Tennplasco started talking to suppliers in November 2016 and purchased the robot in February 2017.
How did the start-up go?
“Painless,” Rose said.
“It took a couple of days to get things running,” he said. Bertelkamp Automation Inc., the systems integrator that sold the Sawyer robot, built a mock-up of Tennplasco’s assembly area in its Knoxville, Tenn., facility and worked out the assembly process before delivering the cobot. “It was a plug-and-play operation when Sawyer arrived,” Rose said.
Within two days, the four-person-per-shift assembly operation was being handled by two people, plus Sawyer, per shift. Total investment was about $50,000 and the return on investment (ROI) was about 3.5 months, Rose said.

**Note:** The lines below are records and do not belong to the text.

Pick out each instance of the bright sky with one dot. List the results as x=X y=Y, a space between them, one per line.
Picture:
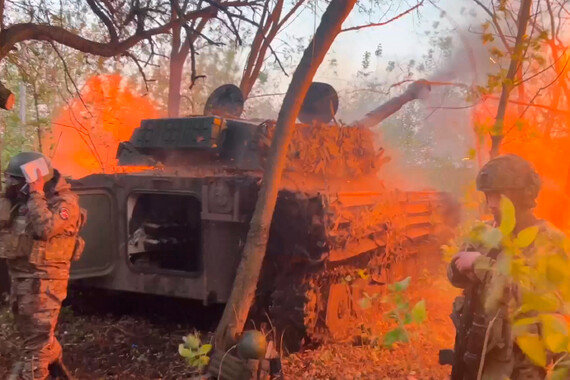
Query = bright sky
x=401 y=40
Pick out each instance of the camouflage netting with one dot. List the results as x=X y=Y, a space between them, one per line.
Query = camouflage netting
x=332 y=151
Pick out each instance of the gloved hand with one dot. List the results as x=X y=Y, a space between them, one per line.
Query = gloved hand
x=464 y=261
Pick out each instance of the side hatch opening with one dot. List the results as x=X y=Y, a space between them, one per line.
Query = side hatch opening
x=164 y=232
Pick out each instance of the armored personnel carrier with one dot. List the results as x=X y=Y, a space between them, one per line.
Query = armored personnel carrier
x=175 y=221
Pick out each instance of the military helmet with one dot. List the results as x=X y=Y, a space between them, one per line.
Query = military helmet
x=509 y=172
x=14 y=166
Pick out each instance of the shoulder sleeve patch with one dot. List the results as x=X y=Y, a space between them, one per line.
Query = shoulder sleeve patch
x=64 y=213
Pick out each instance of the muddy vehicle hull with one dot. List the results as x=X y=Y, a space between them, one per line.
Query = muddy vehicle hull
x=201 y=267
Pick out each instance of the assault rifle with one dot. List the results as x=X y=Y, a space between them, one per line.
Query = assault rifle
x=462 y=321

The two people no longer needed for the assembly operation were transferred elsewhere in the plant.
“The output we are getting from this assembly operation remained the same, but output from other parts of the plant increased with the extra employees,” Rose said.

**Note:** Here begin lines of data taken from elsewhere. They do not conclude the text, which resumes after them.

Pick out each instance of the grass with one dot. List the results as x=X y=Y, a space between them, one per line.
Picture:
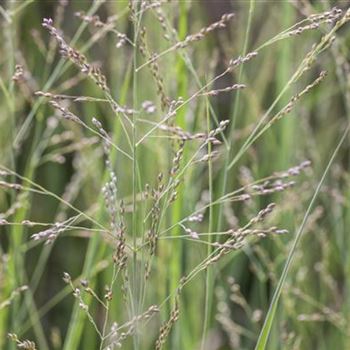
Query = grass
x=153 y=172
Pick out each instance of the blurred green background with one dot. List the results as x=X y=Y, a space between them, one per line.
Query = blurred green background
x=225 y=306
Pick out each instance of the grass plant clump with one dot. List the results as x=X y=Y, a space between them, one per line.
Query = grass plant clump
x=173 y=175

Sawyer is filling a critical quality-assurance role. It takes photos of every finished component. A human previously handled that final inspection. The robot can recognize an incomplete or incorrect assembly and sounds an alarm.
What did the workers think about giving up some jobs to a robot? Tennplasco is an employee-owned business through an employee stock ownership plan (ESOP). “They knew no one was losing their job,” Rose said. “We explained that some people would be moved to other jobs, but the result would be that we could increase production with the current labor force.
“Because of the ESOP, everyone is real bought-in to what is best for the company,” he said. “At the end of the day, we all own the company.”
Tennplasco is planning to integrate even more robots.
“We have allocated money in this year’s capital expenditures budget for more cobots. We are going to keep pushing in that direction,” Rose said. Most of the cobot projects under consideration are performed by one person, so the ROI will take longer, he said.
Rose said that using cobots could make a good impression when customers visit the plant. “Thinking outside the box has to mean something to the customer,” Rose said.
Tennplasco still recruits human workers for the Lafayette plant as well as its other three molding plants. But Rose said Manar Inc., Tennplasco’s parent company, has asked him to help the other plants with similar cobot projects.
The debate about robots taking jobs away from human workers continues, but getting past it to the realization that robots are just another tool in the factory can result in a competitive edge and plenty of jobs for everyone.